The U.S. bombings of Nagasaki and Hiroshima during World War II ushered in a new era with the introduction of nuclear weapons into Asia’s military equation. The escalation of the Vietnam War in 1964 following the Gulf of Tonkin incident, as well as communist China’s involvement in in both Korean and Vietnam conflicts, had raised the stakes for nuclear confrontation in the region. With the U.S.’s recent pivot in military focus from the Middle East towards Asia in response to a hostile nuclear North Korea, and an ascendant  China whose growing confidence and military assertiveness in various territorial disputes towards its neighbors such as Japan and the Philippines, the potential for nuclear conflict is salient given U.S. commitment to the defense of its allies in the region.

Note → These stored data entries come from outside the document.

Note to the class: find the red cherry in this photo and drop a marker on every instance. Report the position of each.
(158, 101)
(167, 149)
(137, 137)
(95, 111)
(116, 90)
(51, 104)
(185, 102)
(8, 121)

This 1964 report by Charles Wolf, Jr. explores the efficacies and limitations of the use of nuclear weapons as a credible deterrent in current and theoretical military confrontations within Asia during the 1964 time period by analyzing the military and political costs of its use, as well as examining and comparing scenarios of nuclear weapons as a deterrent in both an Asian and European context.

Wolf writes:
“Illustrations of the types of situations in which deterrence is or is not likely to function effectively are useful in clarifying both its uses and limitations. However, we should avoid accepting an arbitrary distinction between what is likely to be below and what is likely to be above the provocation threshold.” [page 10]

This report was released to the Nautilus Institute under the US Freedom of Information Act (FOIA).